No one on the more or less mainstream left has been harder on Obama than Paul Krugman, who began tearing out his hair at the proposed size of the stimulus before Obama took office and did not let up for almost three years thereafter. The nadir came as details of the debt ceiling deal emerged last summer: Krugman's July 31, 2011 column was originally titled "Capitulation" and lives on online as
The President Surrenders. His bitterness reached this crescendo:
In fact, Republicans will surely be emboldened by the way Mr. Obama
keeps folding in the face of their threats. He surrendered last
December, extending all the Bush tax cuts; he surrendered in the spring
when they threatened to shut down the government; and he has now
surrendered on a grand scale to raw extortion over the debt ceiling.
Maybe it’s just me, but I see a pattern here.
Yes, the debt ceiling deal was disillusioning, and droves of Democrats followed Krugman into the slough of despond.
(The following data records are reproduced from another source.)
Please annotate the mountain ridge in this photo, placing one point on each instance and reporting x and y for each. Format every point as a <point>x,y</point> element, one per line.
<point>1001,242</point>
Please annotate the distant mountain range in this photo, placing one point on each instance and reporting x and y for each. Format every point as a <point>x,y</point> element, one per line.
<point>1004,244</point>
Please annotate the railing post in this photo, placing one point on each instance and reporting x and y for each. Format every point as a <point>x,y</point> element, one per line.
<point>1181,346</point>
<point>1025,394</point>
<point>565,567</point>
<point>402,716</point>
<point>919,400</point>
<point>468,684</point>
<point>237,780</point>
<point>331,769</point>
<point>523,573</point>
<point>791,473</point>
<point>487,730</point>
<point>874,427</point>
Nine days later, the disgust peaked with Drew Westen's
What Happened to Obama, a 3000-word screed on the front page of the New York Times Sunday Review that portrayed Obama as a craven conflict-averse surrender monkey while belittling his legislative accomplishments. As I pointed out at the time, this
rhetorical nuke dropped on ground zero in the liberal heartland relied almost entirely on Krugman's critique of the stimulus for its substantive attack on Obama's record.
Yet Krugman has had a change of heart over the past year. His esteem for the president has grown more swiftly than the economy -- to the point where, if Obama's base followed Krugman's lead, there would be no enthusiasm gap. Perhaps it's an accelerating case of 'you don't know what you've got till it's [almost] gone.